Post by Robin Leadbeater »

Hi Tonis,

Bracketing with lamp spectra is the standard routine with the LHIRES and is essential because of the poor stability but even this is not enough as the flexure is not linear with sudden jumps. (In my case some of it comes from the grating holder. One of my holders is much more stable than the other). Another way of getting high precision RV measurements is to superimpose lamp lines on the spectrum using a lamp mounted in front of the aperture. Using this technique I have been able to get to 0.5km/s precision with the LHIRES.
See this presentation (at 18:35)
https://britastro.org/video/13862/14769

The limit then is variations in the line profile shape due to the position of the star on the slit (beyond that a fibre feed is needed, not just for stability but to produce a stable line profile shape)

This does not solve the problem of loss of resolution though when adding sub exposures. The solution as Peter suggests is to treat each sub exposure separately.
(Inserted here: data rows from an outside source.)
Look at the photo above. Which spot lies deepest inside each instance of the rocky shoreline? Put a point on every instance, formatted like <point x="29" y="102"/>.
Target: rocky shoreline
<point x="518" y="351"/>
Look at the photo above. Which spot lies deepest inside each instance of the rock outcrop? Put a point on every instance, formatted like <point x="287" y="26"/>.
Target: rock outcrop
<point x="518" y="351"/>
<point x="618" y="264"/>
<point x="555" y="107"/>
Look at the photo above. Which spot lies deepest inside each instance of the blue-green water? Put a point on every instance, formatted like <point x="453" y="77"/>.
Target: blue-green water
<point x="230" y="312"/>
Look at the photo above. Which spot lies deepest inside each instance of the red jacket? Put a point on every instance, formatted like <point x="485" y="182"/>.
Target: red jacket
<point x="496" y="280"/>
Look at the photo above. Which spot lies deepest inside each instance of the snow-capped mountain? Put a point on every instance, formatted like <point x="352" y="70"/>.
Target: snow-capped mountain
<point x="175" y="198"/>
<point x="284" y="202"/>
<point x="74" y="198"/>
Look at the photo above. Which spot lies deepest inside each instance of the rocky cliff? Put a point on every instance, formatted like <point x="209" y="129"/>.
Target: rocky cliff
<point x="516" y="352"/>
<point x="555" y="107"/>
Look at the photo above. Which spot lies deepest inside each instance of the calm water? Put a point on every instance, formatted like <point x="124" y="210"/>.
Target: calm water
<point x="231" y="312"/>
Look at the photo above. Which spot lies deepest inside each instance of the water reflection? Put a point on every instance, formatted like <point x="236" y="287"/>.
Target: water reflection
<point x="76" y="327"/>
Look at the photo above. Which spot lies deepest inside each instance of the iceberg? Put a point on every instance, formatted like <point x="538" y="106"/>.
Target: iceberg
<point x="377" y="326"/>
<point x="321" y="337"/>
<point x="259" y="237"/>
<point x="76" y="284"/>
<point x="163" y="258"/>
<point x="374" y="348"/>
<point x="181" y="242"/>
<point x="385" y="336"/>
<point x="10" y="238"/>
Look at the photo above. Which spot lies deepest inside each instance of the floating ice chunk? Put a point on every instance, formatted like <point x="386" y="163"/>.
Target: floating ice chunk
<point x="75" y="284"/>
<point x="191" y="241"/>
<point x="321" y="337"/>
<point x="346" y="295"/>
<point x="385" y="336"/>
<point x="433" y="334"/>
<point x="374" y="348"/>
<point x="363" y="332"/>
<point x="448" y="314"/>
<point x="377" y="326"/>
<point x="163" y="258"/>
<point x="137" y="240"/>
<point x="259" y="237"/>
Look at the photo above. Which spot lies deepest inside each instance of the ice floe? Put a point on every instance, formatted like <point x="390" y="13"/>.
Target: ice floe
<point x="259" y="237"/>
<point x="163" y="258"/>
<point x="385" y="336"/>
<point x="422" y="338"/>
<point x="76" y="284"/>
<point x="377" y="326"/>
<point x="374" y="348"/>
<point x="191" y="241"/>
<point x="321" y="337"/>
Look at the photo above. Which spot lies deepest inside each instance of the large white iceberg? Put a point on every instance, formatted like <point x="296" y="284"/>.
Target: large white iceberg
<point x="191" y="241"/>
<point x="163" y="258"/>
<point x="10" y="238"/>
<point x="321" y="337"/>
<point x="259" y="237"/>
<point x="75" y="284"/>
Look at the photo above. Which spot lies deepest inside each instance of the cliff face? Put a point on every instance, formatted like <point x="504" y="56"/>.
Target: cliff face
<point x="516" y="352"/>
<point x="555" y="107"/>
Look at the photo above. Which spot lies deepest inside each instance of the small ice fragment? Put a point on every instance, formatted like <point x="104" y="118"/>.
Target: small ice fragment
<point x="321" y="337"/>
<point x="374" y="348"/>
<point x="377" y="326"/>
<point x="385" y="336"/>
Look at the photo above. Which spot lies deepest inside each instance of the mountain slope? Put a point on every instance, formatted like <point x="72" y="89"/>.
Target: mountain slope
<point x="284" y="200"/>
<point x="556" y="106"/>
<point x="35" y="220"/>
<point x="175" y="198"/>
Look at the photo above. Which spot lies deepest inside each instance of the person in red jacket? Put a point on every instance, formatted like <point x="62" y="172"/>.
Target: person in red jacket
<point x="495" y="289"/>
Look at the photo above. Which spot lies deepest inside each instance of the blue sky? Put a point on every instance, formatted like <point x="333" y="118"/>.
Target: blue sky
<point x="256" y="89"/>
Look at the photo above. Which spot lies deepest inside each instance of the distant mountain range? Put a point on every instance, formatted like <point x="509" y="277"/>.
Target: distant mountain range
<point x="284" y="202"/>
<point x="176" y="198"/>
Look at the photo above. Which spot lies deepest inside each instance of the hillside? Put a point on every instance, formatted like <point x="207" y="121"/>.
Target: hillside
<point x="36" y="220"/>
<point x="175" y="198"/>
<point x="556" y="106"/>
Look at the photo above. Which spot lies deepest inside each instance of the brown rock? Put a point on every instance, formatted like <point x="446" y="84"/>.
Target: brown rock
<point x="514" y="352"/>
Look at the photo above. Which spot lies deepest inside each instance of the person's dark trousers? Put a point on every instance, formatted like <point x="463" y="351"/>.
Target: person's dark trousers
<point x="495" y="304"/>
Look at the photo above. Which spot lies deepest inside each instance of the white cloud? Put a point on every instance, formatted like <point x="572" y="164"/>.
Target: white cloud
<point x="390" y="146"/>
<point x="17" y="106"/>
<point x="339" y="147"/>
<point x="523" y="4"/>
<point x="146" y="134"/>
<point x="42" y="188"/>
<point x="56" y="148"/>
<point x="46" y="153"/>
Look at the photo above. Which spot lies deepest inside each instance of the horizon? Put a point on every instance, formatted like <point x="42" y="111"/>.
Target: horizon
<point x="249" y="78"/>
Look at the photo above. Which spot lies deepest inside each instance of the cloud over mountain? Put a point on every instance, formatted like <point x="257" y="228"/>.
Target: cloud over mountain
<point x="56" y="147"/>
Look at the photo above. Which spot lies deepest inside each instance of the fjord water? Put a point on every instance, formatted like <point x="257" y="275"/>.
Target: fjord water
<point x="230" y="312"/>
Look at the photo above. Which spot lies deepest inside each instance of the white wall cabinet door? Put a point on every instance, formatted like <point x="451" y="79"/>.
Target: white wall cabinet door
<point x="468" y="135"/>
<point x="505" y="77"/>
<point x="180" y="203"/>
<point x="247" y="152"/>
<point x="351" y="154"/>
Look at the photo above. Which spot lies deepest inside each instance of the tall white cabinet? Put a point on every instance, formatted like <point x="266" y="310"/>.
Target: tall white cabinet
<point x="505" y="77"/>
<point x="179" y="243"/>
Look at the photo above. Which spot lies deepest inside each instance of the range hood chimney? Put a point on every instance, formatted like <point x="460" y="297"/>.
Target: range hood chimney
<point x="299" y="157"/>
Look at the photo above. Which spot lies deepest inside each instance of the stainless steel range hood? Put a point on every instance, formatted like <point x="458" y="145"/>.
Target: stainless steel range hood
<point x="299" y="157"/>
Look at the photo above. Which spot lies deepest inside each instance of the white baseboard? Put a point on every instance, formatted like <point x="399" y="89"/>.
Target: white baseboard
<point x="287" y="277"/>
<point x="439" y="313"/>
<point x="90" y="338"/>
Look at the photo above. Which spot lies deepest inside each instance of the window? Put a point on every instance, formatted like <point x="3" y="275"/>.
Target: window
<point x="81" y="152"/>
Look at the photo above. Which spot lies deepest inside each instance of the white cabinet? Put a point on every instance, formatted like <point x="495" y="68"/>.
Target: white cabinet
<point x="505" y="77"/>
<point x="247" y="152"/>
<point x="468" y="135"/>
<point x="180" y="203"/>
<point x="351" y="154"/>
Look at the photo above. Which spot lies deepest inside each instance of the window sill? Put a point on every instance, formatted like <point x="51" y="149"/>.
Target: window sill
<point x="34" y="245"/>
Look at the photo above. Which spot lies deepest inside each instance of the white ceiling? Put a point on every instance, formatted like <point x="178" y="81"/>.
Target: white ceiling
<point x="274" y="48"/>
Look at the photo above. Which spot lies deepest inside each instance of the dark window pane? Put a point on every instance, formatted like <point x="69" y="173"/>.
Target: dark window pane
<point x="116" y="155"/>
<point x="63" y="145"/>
ISIS does not handle the fits header well though when adding spectra and so it needs to be edited.

Cheers
Robin
LHIRES III #29 ATIK314 ALPY 600/200 ATIK428 Star Analyser 100/200 C11 EQ6
http://www.threehillsobservatory.co.uk
Jack Martin
Posts: 54
Joined: Fri Sep 11, 2015 10:31 am

Re: LHires III shifts with long exposures - how to handle?

Post by Jack Martin »

Peter,

Put your question to John Paraskeva creator of BASS at;

https://groups.io/g/BassSpectro/topics

Happy New Year,

Jack

Essex UK
Peter Somogyi
Posts: 420
Joined: Sun Jul 13, 2014 8:56 am

Re: LHires III shifts with long exposures - how to handle?

Post by Peter Somogyi »

Tonis,

By practice, we use tellurics only for checking spectra, mostly in case of high SNR + smooth continuum (cooler stars have spikes everywhere, rendering it unuseable). They are too low by SNR for a general use, and dependent on sky quality. However, DIB and tellurics certainly useable at low resolution (e.g. < R~500).
The background sky I usually get, is useable only at certain conditions (lowest resolution e.g. R~500 with full spectrum - bright enoguh pollution with proper lamps, e.g. not LEDs), otherwise they are mostly absent or weak in case of my typical use (R~3000 - 18000, in a narrow band of LHires).

Robin,

Thank you for confirming my experiences, at least now we can gather up and show up a common need for software developers!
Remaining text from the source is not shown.